I agree with Antonio, we should avoid making changes that will break existing EOL scripts: a warning would be a good idea, if the type is ambiguous. Let's discuss this together on Thursday.
Comment 6 Louis Rose CLA 2011-06-23 07:10:47 EDT
We discussed this in person today. In summary...

Currently:
- EOL permits unqualified types when there is only one model in the repository.
- Consequently, users have (in the past) written sets of EOL operations (with unqualified types) that they wish to import into an Epsilon program that uses more than one model (e.g. a transformation).
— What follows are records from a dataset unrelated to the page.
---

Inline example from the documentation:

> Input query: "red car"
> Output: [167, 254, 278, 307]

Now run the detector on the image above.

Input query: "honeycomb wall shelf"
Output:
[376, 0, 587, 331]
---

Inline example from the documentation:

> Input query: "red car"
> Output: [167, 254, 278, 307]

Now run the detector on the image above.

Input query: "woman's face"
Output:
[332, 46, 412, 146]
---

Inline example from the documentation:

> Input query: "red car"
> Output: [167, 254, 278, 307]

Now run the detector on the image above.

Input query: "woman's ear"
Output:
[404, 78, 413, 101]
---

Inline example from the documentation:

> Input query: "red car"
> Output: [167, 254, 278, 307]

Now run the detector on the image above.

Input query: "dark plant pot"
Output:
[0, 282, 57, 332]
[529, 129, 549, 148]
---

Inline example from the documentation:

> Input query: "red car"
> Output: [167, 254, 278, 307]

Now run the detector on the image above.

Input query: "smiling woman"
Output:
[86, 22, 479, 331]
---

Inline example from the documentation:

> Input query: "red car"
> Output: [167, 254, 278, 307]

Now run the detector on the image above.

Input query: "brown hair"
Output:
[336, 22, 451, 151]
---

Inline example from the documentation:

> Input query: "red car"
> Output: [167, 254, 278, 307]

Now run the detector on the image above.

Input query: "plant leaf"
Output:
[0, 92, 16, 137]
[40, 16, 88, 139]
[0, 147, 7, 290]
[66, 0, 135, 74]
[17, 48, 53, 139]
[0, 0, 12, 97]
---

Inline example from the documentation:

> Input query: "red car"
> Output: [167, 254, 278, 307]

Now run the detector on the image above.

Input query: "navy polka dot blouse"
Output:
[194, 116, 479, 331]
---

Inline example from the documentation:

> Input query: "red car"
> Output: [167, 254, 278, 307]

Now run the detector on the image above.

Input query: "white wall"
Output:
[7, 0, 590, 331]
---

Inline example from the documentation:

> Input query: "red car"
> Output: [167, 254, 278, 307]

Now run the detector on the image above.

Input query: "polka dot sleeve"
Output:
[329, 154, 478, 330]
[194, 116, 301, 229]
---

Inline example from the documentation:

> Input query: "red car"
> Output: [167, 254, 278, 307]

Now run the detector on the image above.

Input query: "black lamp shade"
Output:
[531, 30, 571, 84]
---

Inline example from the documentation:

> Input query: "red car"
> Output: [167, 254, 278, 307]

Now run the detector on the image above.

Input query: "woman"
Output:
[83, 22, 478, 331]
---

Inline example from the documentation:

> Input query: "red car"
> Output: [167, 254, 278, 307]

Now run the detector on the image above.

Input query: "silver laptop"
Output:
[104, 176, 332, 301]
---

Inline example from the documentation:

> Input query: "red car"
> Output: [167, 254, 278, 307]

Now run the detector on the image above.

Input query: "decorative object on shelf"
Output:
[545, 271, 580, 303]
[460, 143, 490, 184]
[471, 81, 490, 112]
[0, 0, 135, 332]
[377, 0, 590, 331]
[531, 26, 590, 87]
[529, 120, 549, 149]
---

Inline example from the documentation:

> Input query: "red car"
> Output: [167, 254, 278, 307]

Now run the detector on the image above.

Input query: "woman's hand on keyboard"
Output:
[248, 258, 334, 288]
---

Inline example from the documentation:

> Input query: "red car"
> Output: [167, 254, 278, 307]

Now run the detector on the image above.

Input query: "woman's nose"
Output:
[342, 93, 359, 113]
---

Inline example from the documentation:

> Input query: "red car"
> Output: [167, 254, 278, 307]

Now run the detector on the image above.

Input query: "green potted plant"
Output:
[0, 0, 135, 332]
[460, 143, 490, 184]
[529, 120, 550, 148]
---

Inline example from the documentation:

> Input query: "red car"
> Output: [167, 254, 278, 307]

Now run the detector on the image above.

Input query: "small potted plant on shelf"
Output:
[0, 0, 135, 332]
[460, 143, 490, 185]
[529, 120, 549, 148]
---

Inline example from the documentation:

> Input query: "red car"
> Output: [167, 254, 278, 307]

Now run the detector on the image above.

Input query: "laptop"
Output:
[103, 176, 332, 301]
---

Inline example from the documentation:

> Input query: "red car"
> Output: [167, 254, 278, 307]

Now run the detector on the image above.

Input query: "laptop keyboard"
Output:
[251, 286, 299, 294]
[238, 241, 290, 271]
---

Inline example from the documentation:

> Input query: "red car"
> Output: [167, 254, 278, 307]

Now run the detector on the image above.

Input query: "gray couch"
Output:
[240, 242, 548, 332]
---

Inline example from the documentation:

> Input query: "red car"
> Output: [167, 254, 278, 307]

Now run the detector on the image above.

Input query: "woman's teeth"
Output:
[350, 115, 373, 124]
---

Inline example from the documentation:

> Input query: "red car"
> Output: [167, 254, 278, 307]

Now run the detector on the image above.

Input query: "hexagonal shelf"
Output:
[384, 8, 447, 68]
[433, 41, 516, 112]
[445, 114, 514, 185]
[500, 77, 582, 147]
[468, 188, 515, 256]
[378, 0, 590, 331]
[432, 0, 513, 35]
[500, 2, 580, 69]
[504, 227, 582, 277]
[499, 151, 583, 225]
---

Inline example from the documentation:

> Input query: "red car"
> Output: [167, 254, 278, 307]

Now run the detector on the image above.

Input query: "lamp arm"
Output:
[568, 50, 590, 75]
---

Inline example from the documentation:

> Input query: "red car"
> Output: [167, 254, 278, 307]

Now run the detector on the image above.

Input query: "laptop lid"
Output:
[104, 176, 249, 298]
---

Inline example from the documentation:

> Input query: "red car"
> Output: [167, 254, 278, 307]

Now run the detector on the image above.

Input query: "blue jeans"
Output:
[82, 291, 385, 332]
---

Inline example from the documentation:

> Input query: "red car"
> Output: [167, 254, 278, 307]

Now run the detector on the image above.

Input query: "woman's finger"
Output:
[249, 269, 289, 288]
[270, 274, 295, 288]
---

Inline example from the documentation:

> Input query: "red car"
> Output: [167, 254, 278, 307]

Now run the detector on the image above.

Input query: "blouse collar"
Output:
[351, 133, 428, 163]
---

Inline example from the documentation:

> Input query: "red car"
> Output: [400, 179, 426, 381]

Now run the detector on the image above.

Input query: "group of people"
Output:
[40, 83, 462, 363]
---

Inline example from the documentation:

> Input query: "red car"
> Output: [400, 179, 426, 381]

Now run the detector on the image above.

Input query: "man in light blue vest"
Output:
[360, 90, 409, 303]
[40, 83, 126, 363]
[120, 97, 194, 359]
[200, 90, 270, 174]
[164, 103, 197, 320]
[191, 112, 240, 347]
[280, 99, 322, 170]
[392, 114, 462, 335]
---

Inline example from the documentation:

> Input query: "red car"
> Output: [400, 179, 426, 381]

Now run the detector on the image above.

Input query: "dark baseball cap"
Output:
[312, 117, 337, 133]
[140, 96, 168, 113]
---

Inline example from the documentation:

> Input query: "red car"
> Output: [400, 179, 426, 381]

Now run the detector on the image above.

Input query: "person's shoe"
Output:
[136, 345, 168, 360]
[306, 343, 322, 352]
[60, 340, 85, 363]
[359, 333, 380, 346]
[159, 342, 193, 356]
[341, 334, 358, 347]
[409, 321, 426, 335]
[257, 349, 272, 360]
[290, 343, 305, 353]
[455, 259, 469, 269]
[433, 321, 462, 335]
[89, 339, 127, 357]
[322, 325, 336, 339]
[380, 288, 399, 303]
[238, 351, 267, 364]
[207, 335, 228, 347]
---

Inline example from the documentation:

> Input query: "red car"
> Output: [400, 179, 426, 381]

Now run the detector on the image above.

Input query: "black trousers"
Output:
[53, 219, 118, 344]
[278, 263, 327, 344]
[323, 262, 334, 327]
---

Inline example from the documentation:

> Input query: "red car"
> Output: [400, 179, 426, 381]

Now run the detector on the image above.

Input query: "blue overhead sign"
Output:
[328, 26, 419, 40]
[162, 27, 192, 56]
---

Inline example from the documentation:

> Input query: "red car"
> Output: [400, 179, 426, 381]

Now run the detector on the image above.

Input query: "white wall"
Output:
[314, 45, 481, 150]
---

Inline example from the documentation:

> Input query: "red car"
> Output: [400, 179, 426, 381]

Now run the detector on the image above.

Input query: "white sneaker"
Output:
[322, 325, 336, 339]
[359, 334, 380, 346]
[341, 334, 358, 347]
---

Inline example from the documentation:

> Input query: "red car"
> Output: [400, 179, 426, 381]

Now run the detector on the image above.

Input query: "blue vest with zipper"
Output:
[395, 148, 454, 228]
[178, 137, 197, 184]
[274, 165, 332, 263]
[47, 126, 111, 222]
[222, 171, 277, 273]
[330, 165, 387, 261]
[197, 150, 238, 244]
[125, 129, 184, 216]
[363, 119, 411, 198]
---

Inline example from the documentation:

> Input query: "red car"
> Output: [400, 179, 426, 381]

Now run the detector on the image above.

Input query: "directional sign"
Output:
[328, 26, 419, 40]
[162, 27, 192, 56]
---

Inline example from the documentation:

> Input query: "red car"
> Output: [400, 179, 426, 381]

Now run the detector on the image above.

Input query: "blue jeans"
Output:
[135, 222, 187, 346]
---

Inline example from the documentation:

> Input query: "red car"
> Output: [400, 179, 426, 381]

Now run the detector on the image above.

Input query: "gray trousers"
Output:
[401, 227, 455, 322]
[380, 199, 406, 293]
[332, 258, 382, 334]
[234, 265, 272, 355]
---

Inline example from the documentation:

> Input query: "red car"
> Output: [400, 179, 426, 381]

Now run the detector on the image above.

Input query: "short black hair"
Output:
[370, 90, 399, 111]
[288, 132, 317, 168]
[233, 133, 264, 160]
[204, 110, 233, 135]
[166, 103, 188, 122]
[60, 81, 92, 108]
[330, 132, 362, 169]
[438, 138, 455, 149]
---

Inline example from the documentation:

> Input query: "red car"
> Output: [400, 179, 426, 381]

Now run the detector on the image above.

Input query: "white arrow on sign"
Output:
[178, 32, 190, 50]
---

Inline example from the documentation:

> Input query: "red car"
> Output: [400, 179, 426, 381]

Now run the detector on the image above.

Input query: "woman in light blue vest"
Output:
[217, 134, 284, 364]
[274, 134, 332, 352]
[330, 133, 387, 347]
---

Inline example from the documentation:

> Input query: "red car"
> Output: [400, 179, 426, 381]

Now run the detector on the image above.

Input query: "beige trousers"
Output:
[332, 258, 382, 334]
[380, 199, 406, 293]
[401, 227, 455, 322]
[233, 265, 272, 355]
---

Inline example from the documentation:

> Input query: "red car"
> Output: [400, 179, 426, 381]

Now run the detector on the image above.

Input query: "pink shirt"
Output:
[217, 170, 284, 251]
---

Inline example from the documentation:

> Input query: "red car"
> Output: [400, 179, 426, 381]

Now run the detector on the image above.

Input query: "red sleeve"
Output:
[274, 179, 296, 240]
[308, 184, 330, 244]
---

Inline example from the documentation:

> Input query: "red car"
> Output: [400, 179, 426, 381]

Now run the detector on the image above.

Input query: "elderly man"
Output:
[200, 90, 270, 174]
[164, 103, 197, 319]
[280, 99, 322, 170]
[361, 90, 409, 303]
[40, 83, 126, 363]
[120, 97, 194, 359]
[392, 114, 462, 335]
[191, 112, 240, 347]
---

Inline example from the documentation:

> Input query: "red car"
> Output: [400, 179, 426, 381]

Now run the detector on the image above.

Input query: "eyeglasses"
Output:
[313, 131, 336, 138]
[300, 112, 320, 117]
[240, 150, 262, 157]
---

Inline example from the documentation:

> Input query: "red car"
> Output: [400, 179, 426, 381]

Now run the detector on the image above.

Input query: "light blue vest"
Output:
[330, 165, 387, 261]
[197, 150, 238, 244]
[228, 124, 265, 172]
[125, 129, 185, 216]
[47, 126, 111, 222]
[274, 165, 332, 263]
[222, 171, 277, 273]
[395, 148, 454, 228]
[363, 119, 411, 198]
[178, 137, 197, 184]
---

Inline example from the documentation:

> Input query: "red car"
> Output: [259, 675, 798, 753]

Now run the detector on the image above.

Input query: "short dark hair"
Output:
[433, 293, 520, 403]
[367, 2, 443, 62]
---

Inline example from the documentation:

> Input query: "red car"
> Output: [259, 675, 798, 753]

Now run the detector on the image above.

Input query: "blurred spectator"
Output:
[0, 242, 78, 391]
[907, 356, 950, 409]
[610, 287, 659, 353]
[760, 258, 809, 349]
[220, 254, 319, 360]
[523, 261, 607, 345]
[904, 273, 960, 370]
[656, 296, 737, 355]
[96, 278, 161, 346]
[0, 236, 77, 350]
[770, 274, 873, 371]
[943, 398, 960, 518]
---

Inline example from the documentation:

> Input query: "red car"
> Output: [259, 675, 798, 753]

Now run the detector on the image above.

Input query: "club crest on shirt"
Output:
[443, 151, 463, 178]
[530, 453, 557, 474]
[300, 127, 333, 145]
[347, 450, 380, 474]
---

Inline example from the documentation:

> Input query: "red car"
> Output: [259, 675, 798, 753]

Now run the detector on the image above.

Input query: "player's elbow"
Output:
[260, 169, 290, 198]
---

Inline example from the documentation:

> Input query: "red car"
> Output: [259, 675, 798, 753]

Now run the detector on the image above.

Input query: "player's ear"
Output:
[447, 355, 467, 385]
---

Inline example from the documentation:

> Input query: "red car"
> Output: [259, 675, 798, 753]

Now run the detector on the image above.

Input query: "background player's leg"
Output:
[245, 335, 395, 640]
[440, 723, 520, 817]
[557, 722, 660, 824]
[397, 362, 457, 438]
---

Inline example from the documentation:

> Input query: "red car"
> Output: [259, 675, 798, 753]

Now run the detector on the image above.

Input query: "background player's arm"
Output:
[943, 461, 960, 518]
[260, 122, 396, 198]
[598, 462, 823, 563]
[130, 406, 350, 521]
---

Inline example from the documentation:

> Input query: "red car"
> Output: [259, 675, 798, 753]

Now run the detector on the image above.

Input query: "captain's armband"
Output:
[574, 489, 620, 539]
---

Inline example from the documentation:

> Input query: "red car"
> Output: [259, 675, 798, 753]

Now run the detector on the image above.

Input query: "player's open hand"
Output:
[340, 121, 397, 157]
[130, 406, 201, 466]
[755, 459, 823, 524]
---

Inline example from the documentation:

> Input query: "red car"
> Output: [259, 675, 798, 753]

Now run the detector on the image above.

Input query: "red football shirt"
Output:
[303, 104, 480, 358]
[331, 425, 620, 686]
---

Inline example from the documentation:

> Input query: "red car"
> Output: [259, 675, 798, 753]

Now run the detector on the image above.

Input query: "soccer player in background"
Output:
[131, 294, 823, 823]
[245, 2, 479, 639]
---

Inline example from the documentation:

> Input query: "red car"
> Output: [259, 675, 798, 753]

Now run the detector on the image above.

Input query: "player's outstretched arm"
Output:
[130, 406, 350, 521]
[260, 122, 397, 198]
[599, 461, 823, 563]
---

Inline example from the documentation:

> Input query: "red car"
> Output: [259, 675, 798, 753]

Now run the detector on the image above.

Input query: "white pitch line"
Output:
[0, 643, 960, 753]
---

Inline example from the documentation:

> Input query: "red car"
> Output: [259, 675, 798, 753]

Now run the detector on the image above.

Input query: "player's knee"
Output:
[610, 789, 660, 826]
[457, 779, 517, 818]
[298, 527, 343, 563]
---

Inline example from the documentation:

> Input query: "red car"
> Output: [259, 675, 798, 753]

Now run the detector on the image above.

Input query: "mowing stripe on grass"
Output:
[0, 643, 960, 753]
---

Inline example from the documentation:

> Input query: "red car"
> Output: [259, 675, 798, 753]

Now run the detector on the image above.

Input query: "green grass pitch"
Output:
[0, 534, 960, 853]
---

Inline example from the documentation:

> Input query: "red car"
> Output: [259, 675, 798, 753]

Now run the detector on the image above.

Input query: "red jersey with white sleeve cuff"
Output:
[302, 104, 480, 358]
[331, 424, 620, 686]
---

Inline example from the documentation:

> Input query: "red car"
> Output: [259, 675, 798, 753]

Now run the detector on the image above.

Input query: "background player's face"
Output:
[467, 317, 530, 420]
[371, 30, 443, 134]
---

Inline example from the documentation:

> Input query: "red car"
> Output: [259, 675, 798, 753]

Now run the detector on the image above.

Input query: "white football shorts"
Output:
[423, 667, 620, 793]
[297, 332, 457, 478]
Therefore, EOL *always* resolves unqualified types in the first model in a repository.

This is perhaps unpredictable behaviour from a user's perspective. This behaviour is particularly problematic in Flock because the Original and Migrated models often conform to metamodels that share a lot of types.

We decided that the minimum we need to do is issue a warning when an unqualified reference is used for a type that is defined by more than model in the repository. This bug will cover that change.

We will also investigate a better mechanism for importing EOL operations into other programs (e.g. transformations).
Comment 7 Louis Rose CLA 2011-07-14 10:31:33 EDT
(In reply to comment #6)
> We decided that the minimum we need to do is issue a warning when an
> unqualified reference is used for a type that is defined by more than model in
> the repository. This bug will cover that change.

I've checked in to SVN a fix that issues warnings when ambiguous types are used.